A 2015 TIME magazine cover titled “Black Lives Matter,” written in bold white print was the inspiration behind Larry Winston Collin’s, “They That Matter” exhibit now showcased at the Hiestand Galleries, 401 S. Maple Ave, Oxford.
The bottom of the cover has two photos; One depicts an African-American man running, and the other a white police officer firing shots at the man.
The article concerns the shooting of African-American men and women by police in the United States. Collins, an associate professor of art at Miami University, said he was affected by the stories he read, and believed that the stories of these men and women need to be recognized.
In the 1990’s, Collins created a similar exhibition, “All For The Cause,” that included 33 portraits of individuals who died during the Civil Rights Movement. Collins saw a similarity between victims, and wanted to honor each person’s life to show the humanity and the importance of why the victims mattered.
“They That Matter” brings light to racism and injustice, said Ann Taulbee, director of the Hiestand Galleries.
“When you’re in the gallery seeing the work, it really does open up a wide range of emotions for any viewer, no matter where they come from in regards to what the work does,” she said.
In “They That Matter,” Collins said he wanted to portray each piece of art as a shrine surrounding the close up shot of the victim’s face. A shrine is a holy or sacred place, where Collins used different materials such as frame pieces, bottle caps and metal shapes. Ultimately, Collins wanted the portrait to be the main focus.
“In order to honor them, I thought about silver and gold and giving them some type of framework that’s going to focus on who they are,” Collins said. “The frames are very symmetrical, so the portrait becomes the focal point. The frame just enhances who they are.”
The exhibit has 21 portraits on the walls of the gallery.
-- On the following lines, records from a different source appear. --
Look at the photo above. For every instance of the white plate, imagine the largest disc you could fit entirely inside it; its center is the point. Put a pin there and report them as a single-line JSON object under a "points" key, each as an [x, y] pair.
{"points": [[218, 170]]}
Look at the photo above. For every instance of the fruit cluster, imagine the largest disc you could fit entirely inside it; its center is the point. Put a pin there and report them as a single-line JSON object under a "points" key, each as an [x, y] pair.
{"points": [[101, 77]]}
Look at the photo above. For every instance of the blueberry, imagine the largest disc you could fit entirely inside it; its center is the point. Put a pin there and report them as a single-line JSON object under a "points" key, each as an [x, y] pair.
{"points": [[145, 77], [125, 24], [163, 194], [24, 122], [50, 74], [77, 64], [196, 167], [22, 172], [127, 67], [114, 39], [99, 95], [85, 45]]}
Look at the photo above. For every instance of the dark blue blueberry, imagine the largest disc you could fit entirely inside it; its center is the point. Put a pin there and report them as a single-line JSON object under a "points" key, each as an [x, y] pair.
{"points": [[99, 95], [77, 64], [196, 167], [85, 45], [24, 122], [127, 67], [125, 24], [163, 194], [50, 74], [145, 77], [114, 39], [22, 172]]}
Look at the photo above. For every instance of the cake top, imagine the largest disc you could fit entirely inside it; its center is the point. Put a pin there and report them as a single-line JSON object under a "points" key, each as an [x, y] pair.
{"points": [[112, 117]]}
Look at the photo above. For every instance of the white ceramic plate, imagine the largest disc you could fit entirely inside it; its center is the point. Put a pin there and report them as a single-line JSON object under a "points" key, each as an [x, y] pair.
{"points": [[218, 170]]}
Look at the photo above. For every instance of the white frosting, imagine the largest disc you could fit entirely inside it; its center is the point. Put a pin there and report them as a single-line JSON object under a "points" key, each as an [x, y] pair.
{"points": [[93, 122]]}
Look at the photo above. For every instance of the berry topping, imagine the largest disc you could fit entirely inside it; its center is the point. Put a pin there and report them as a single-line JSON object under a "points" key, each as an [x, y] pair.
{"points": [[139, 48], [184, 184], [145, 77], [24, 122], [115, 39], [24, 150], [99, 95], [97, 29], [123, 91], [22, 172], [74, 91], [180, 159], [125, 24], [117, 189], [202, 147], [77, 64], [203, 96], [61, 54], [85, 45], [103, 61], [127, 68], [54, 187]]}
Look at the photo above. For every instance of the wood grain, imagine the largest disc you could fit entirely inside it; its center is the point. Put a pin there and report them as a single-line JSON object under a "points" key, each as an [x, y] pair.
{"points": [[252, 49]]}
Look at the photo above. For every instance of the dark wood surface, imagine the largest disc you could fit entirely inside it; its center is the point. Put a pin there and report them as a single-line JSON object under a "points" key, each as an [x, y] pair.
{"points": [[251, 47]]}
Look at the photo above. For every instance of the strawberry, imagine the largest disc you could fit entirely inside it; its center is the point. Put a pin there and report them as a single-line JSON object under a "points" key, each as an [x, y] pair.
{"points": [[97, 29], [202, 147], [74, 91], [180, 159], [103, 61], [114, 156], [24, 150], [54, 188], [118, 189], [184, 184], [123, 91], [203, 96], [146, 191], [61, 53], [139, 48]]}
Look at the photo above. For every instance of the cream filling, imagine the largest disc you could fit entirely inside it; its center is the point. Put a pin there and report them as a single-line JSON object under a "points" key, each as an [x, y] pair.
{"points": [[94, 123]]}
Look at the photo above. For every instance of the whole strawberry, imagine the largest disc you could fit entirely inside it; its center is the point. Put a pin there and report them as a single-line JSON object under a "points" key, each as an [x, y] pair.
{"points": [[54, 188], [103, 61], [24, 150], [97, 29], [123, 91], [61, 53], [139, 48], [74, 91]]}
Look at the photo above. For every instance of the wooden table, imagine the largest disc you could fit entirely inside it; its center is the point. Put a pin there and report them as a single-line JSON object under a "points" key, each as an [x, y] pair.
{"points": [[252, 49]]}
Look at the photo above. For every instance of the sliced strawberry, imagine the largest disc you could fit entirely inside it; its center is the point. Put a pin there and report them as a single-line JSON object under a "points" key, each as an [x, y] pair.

Some honor Pamela Turner, killed in Texas earlier this year, and Sam Dubose, killed in Cincinnati in 2015.
The most recent portrait Collins created was of 17-year-old Trayvon Martin, who was fatally shot in Florida in 2012.
In addition to the bright silver and gold colors, Collins added cut up pieces of Skittles wrappers, which was one of the items Martin was carrying before he was killed.
Collins said he believes this exhibition is not only important to students at the university, but also to anyone in the community.
“I think it’s a good avenue for everybody to see that this is available here in our department,” Collins said. “This is an important exhibition to see.”
The “They That Matter” gallery is now open and free for the public, 9 a.m. - midnight., Monday through Friday, starting on October 28. The exhibit runs through Nov. 21.